Ferrante revealed in an interview that “there were long episodes” originally written by Lila in the first draft. Eventually, Ferrante decided that the novel needed a single narrator, leaving readers to wonder what Lila might have written about the end of her formal education or imagining the prose she could have crafted in telling her version of The Blue Fairy.
7. It was turned into an HBO series.
Actresses Irene Maiorino and Alba Caterina Rohrwacher on the set of the television series 'My Brilliant Friend' season four. | KONTROLAB/GettyImagesAfter the tremendous critical and commercial success of Ferrante’s Neapolitan Novels, it was inevitable that the series would be adapted for the screen. The first season of the television adaptation of My Brilliant Friend, a collaboration between HBO and the Italian broadcaster Rai, debuted in 2018. Although it takes its name from the first book, the series is set to cover all four novels, with each season focusing on one book. The third season aired in 2022, and the release date for the fourth and final season is yet to be announced.
8. Ferrante cannot pinpoint the inspiration for the novel.
My Brilliant Friend’s Italian director, Saverio Costanzo, reportedly faced budget and scheduling constraints, and he almost cut the novel's climactic wedding scene from his adaptation. However, Ferrante, with whom he collaborated via email, is said to have urged him, “Listen, the first image I had when I thought about My Brilliant Friend was a banquet, a very vulgar banquet of Neapolitan life. Please put the banquet back in.”

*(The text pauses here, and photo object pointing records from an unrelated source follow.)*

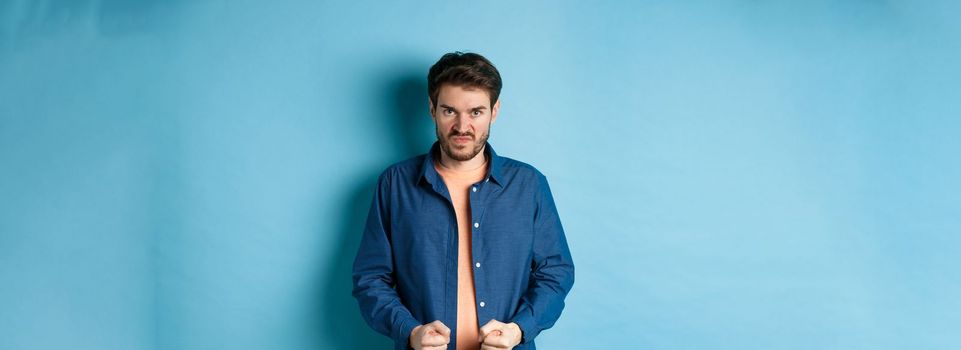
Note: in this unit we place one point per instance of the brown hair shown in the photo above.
(464, 69)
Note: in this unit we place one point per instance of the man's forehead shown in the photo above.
(463, 96)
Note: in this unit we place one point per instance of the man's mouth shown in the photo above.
(462, 139)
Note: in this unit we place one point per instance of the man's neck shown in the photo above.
(472, 164)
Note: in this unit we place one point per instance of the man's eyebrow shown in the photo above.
(478, 108)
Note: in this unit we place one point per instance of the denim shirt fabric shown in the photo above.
(405, 271)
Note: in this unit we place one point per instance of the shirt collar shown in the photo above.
(428, 173)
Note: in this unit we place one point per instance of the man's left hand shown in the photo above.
(498, 335)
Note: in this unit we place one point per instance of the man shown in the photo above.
(461, 236)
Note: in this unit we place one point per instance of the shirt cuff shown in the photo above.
(526, 323)
(406, 326)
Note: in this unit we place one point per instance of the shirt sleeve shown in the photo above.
(373, 273)
(552, 269)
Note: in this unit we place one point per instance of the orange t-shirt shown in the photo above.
(459, 185)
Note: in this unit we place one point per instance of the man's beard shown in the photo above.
(466, 153)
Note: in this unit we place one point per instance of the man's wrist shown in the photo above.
(520, 332)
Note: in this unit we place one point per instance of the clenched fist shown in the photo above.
(498, 335)
(431, 336)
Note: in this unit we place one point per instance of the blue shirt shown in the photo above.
(405, 272)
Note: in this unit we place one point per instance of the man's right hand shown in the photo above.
(431, 336)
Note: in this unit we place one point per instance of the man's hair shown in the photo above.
(466, 70)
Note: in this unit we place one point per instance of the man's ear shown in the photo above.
(495, 109)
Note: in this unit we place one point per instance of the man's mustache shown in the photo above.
(455, 134)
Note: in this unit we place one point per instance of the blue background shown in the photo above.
(731, 175)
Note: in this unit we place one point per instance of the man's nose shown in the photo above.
(462, 124)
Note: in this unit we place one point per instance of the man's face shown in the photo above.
(463, 116)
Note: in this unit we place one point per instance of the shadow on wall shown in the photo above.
(407, 118)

Costanzo agreed, but he might not have been entirely surprised to learn that his elusive colleague has offered different accounts of how the novel came to be. In an interview, Ferrante confessed that she couldn’t pinpoint the exact origin of the book, mentioning a friend’s death, a wedding, and even her own novel, The Lost Daughter, as potential sparks that would later evolve into the four-part story.
9. A graphic novel version is set for release in October 2023.
Since its screen adaptation, My Brilliant Friend has been reimagined as a graphic novel. This new version, published by Europa Editions, features illustrations by Mara Cerri and text adapted by Chiara Lagani from Ferrante’s original. Ann Goldstein, who translated the novels, also handled the English translation of the graphic novel. It is set to be released in October 2023 and is currently available for preorder.
10. My Brilliant Friend serves as a literary funhouse mirror.
Throughout Ferrante’s work, events and identities seem to reverberate not only within the individual novels but across vast sections of literature. Ferrante herself has said that she “read[s] a lot, but in a disorderly way,” and one can picture her writing as both an organizing and complicating tool as she weaves and reweaves memories, both real and literary.
Elena is the name of the narrator in My Brilliant Friend, as well as the main character’s child in Ferrante’s earlier novel, The Lost Daughter. It also happens to be the first name in her pseudonym, an identity that carries echoes of the Italian author Elsa Morante, whose work Ferrante has consistently praised. From Virgil to Louisa May Alcott, to Lenù and Ferrante herself, writers seem to drift in and out of the novel's margins, influencing both the author and the characters in equal measure.